If your containers use many of the same base layers (e.g. the same Node or Python image), the code pages will be shared, as they would be shared with plain OS processes.

Running several processes in a container is the norm. First, you run with --init anyway, so there is a `tini` parent process inside. Then, Node workers and Java threads are pretty common.

Running several pieces of unrelated software in a container is less common, that's true.

Containers are a way to isolate processes better, and to package dependencies. You could otherwise be doing that with tools like selinux and dpkg, and by setting LD_nnn env variables. Containers just make it much easier.

2 comments

> Running several processes in a container is the norm.

I'm highly aware. The reason the word "process" is quoted in my highly down-voteable comment is the misuse of the term "process" by Docker et al. to mean "application." Google the "one process per container" mantra to see what I mean. Somehow the Docker crowd were oblivious to the 60+ year old concept of and terminology related to OS processes when they promulgated their guidance on how containers should be used.

I try not to indulge too many hang-ups in life, but that particular bit of damage is insufferable.

I quite like containers to limit/reserve the ram/cpu use for certain processes. For example imagine a tiny service used by Few concurrent users that needs a SQL db, a app server, and a reverse proxy (For ssl/caching) in front. I'm quite happy to put stuff like this on a tiny VM with 1vCPU and 1GB RAM. Mnthly cost ~$5 for compute. I typically reserve/limit 64MB/128MB for nginx, 384mb/512mb for mariadb, and 256mb/384mb for the app server (PHP etc).Also I have cpu share reservation/limits too. Of course it requires tuning the configs, but it runs great(verified with load testing and actual use). If you put the same software on the same host with no reservations/limits there are situations where latencies grow a lot or the whole thing freezes because one component consumes too much resources. If anyone knows any non-container lie overhead ways to partition a single vcpu and a gig of ram like this I'd be interested to hear about it.
Systemd has a mechanism[0] for configuring those limits.

I believe you can limit a unit to 1 vCPU and 256MB of memory by using something like the following:

[Service]

CPUQuota=100% # 100% of a core

MemoryLimit=256MB

Red Hat has some documentation[1] as well if the systemd stuff is too oblique.

[0]: https://www.freedesktop.org/software/systemd/man/systemd.res...

[1]: https://access.redhat.com/documentation/en-us/red_hat_enterp...
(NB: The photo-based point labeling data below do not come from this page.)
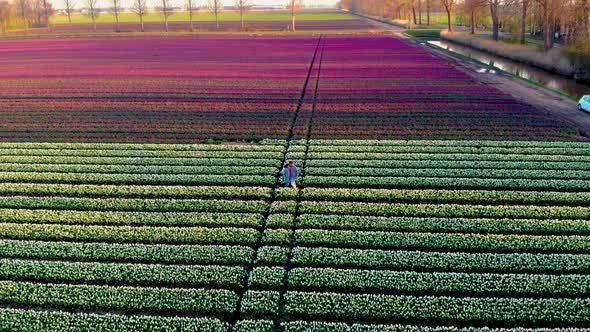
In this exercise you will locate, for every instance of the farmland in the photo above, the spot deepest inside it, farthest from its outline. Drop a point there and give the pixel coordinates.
(140, 190)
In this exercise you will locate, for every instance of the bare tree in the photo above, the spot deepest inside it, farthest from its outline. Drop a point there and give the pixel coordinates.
(190, 8)
(23, 8)
(494, 7)
(116, 11)
(449, 5)
(46, 12)
(427, 12)
(140, 9)
(166, 12)
(472, 7)
(548, 9)
(294, 7)
(215, 6)
(523, 18)
(69, 8)
(92, 11)
(243, 6)
(420, 12)
(5, 10)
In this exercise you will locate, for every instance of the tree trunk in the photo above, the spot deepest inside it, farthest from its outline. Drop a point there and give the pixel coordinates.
(190, 15)
(472, 21)
(449, 20)
(523, 22)
(427, 12)
(45, 9)
(420, 12)
(495, 25)
(548, 31)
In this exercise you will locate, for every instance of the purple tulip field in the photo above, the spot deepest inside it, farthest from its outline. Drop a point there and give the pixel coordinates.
(141, 190)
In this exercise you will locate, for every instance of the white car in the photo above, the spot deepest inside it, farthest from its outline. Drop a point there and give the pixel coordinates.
(584, 104)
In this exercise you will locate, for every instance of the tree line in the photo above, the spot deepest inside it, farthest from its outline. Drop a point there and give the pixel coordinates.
(37, 13)
(563, 20)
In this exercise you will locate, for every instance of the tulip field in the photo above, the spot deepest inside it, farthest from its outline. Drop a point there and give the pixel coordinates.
(140, 190)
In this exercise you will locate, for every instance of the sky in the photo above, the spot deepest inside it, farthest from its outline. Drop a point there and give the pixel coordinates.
(127, 3)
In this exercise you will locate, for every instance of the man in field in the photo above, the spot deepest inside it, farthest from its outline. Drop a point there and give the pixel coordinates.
(290, 175)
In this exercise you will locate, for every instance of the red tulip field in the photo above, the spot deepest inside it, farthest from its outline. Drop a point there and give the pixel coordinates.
(141, 190)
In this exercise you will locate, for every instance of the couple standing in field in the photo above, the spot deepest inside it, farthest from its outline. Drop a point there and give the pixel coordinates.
(290, 174)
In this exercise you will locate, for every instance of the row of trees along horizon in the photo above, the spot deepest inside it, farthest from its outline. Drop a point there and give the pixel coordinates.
(568, 19)
(37, 13)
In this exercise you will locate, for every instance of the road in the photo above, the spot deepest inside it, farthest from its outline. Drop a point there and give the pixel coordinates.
(542, 99)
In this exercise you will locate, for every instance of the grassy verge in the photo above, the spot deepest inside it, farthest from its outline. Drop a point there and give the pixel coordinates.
(561, 93)
(32, 35)
(202, 17)
(423, 33)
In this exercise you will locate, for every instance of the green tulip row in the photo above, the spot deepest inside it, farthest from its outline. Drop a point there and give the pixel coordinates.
(140, 179)
(147, 169)
(170, 301)
(235, 153)
(427, 261)
(60, 321)
(431, 241)
(455, 225)
(441, 210)
(450, 143)
(435, 156)
(133, 191)
(447, 173)
(126, 253)
(463, 284)
(583, 150)
(439, 196)
(449, 164)
(411, 182)
(189, 276)
(133, 161)
(131, 204)
(265, 145)
(510, 311)
(129, 234)
(319, 326)
(186, 219)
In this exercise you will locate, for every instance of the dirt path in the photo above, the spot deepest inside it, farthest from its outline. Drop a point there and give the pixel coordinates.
(543, 99)
(550, 102)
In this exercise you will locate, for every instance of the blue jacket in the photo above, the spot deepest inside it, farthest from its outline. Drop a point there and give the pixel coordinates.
(285, 173)
(286, 177)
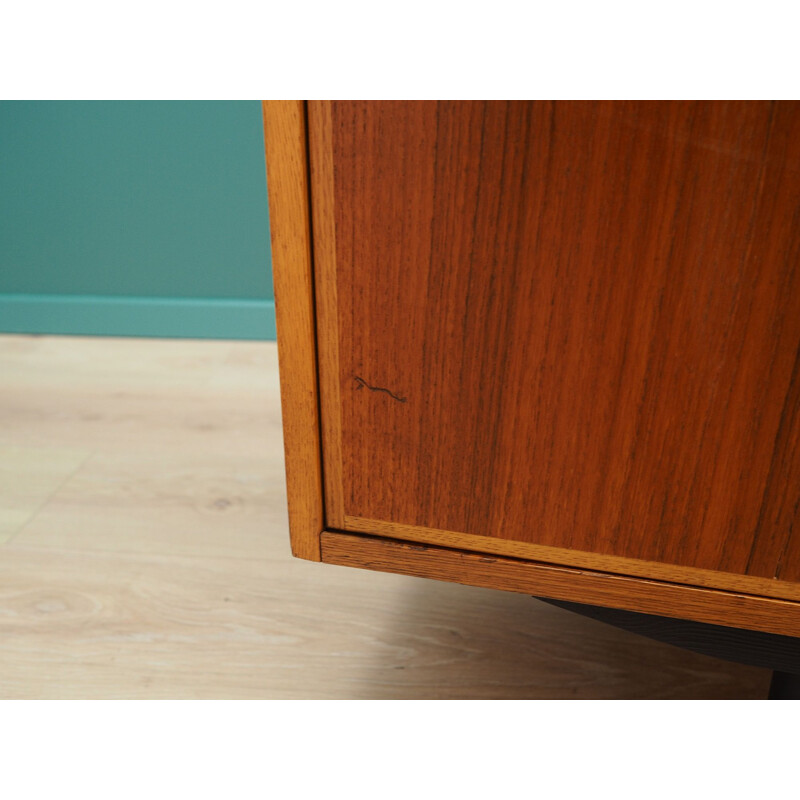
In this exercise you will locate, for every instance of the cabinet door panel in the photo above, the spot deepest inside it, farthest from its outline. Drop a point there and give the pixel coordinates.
(565, 326)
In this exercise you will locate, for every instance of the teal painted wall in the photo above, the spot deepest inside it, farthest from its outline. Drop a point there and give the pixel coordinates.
(134, 218)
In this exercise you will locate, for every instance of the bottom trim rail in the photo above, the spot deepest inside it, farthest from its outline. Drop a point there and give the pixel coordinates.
(751, 612)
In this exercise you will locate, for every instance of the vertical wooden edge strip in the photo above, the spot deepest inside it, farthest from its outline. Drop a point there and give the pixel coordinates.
(563, 583)
(320, 139)
(288, 188)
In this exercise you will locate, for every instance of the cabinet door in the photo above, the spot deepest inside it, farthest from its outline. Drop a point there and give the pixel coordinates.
(565, 332)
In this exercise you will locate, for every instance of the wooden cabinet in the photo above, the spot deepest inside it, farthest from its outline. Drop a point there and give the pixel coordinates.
(547, 347)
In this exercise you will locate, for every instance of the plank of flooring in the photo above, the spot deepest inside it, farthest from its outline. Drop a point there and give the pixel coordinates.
(88, 625)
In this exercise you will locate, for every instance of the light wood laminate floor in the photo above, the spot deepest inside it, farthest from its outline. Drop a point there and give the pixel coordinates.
(144, 554)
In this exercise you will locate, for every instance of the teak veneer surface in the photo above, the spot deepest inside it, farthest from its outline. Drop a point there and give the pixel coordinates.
(573, 324)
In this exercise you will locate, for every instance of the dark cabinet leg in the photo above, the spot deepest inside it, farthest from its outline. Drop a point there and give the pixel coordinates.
(784, 686)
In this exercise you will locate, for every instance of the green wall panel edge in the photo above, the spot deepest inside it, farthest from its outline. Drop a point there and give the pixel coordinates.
(154, 317)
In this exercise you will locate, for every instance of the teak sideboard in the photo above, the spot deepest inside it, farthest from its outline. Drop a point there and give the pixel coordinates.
(546, 347)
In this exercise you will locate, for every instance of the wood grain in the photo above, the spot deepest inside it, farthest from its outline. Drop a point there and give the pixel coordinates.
(562, 583)
(324, 232)
(287, 179)
(746, 584)
(593, 310)
(161, 567)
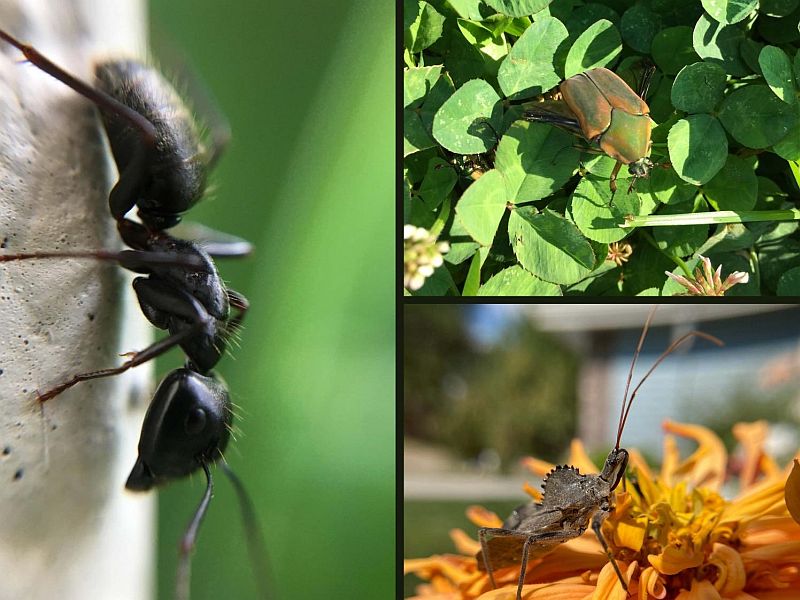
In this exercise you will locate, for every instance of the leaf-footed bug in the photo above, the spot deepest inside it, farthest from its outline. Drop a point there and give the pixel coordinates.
(571, 501)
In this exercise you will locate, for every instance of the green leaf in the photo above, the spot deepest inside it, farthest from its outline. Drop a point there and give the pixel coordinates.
(730, 11)
(481, 207)
(439, 181)
(597, 214)
(777, 8)
(480, 36)
(516, 281)
(467, 9)
(598, 46)
(672, 49)
(549, 246)
(698, 148)
(665, 186)
(415, 138)
(461, 245)
(417, 82)
(426, 27)
(473, 280)
(639, 26)
(777, 70)
(528, 69)
(460, 125)
(698, 87)
(789, 285)
(717, 43)
(735, 187)
(780, 31)
(536, 160)
(518, 8)
(755, 117)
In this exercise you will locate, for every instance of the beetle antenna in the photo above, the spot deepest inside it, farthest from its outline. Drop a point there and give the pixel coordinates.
(672, 347)
(256, 547)
(183, 578)
(647, 76)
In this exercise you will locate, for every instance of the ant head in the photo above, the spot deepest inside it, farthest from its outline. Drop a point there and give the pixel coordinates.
(187, 425)
(614, 469)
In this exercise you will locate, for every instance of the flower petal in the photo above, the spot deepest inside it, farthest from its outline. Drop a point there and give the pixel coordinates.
(706, 466)
(651, 583)
(792, 491)
(674, 560)
(732, 576)
(752, 437)
(701, 590)
(482, 517)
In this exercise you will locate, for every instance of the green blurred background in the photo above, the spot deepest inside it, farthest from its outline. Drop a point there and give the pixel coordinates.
(308, 177)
> If anyone knows any non-container lie overhead ways to partition a single vcpu and a gig of ram like this I'd be interested to hear about it.

You can use cgroups[1] to do this, because that's what your container runtime is doing. People don't know this because they think these features have something to do with their container runtime and that's what they use, so no one discovers it.

Plus, the user facing tools for cgroups are slightly hideous. And that won't ever get fixed for the reasons previously stated. Sigh.

Also, I'm sure a lot of people would appreciate learning about your tuning techniques, containers or otherwise. Consider writing it up.

[1] circa 2007...

You can set up same limits via systemd units as they are using same interfaces as containers. They can be set up via systemd overrides to existing services so they are pretty straightforward

Just be beware of same problems like swap trap (limiting only memory and not memory and swap will just make apps hitting the memory limit start to swap like hell)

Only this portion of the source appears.